Protective effect of baicalin on oxidative stress injury in retinal ganglion cells through the JAK/STAT signaling pathway in vitro and in vivo

Background and Purpose: The damage or apoptosis of retinal ganglion cells (RGCs) is one of the leading causes of various blinding eye diseases, such as glaucoma, diabetic retinopathy, optic neuritis, and ischemic optic neuropathy. Oxidative stress is involved in RGCs death. Baicalin, a flavonoid compound extracted from Scutellaria baicalensis, has various beneficial effects, including anti-inflammatory, anti-apoptotic, and antioxidant properties. However, the effects of baicalin on RGCs and the underlying mechanisms require further investigation. Methods: In this study, a glutamate-induced oxidative stress damage model of R28 cells and a rat retinal injury model were established to investigate the effects of baicalin on oxidative stress damage to RGCs and try to elucidate the underlying mechanism. Results: In vitro experiments demonstrated that the survival rate of R28 cells after glutamate treatment dropped to 33.4%, while 10 mu M baicalin significantly inhibited glutamate-induced damage in RGCs (P < 0.001) and enhanced cell viability through decreasing ROS levels, increasing antioxidant enzyme activity, and suppressing the expression of inflammatory factors iNOS, TNF-alpha, IL-6, and IL-1 beta (P < 0.001). In vivo, baicalin effectively mitigated structural damage to retinal tissue and RGCs morphology induced by glutamate, increasing the thickness of the retinal ganglion cell layer, improving RGCs density, and reducing overall retinal thinning in rats (P < 0.001) in a time- and dose-dependent effects.
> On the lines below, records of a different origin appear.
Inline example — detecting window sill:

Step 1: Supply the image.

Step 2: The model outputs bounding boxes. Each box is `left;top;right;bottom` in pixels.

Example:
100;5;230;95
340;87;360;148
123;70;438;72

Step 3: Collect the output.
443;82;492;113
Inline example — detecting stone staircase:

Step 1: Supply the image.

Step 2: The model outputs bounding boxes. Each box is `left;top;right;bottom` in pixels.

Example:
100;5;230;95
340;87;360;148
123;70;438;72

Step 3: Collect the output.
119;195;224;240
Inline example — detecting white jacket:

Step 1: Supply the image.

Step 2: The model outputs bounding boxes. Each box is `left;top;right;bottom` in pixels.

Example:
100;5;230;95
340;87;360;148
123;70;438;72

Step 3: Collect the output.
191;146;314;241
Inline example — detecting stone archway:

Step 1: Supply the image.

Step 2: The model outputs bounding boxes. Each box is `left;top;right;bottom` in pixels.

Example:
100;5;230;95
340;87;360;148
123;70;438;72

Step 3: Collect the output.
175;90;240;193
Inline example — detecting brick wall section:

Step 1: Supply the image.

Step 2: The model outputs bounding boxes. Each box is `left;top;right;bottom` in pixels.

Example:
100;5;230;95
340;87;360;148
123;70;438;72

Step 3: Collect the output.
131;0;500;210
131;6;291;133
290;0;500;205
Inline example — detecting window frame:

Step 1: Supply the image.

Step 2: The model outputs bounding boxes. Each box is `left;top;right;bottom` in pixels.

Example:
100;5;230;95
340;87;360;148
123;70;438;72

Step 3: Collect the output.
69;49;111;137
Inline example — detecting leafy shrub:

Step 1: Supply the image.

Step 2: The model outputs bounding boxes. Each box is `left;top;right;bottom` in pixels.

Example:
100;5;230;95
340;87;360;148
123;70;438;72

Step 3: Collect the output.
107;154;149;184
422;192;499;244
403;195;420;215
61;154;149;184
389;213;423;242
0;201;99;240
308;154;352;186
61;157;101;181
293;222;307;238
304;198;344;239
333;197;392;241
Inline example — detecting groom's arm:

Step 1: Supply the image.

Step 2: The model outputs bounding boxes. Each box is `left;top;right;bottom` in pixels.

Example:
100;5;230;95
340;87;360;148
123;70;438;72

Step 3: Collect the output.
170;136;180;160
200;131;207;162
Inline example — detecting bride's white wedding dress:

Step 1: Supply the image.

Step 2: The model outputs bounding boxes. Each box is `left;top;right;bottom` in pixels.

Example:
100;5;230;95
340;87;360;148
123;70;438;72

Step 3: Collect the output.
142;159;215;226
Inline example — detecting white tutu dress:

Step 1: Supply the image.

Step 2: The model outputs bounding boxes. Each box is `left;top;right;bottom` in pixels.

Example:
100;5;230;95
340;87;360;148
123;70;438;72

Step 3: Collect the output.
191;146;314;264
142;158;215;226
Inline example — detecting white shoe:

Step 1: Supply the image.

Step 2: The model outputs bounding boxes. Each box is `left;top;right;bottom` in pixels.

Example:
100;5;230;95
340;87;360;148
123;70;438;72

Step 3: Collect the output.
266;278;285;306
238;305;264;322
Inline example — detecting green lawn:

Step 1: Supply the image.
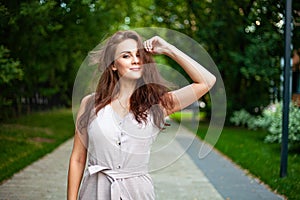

Mechanistic studies revealed that glutamate evaluated the phosphorylation levels of JAK/STAT, while baicalin effectively inhibited the activation of the JAK/STAT signaling pathway. Conclusion: This study confirmed that baicalin protects against glutamate-induced oxidative stress damage in RGCs. It effectively alleviates oxidative stress and inflammatory responses, reduces cell apoptosis, and improves the pathological changes in the retina of rat models of RGCs damage, thereby decreasing RGCs death. Further exploration of its mechanism revealed that baicalin effectively inhibits the JAK/STAT signaling pathway, protecting RGCs from oxidative stress damage. This provides an experimental basis for the application of baicalin in the treatment of RGCs damage.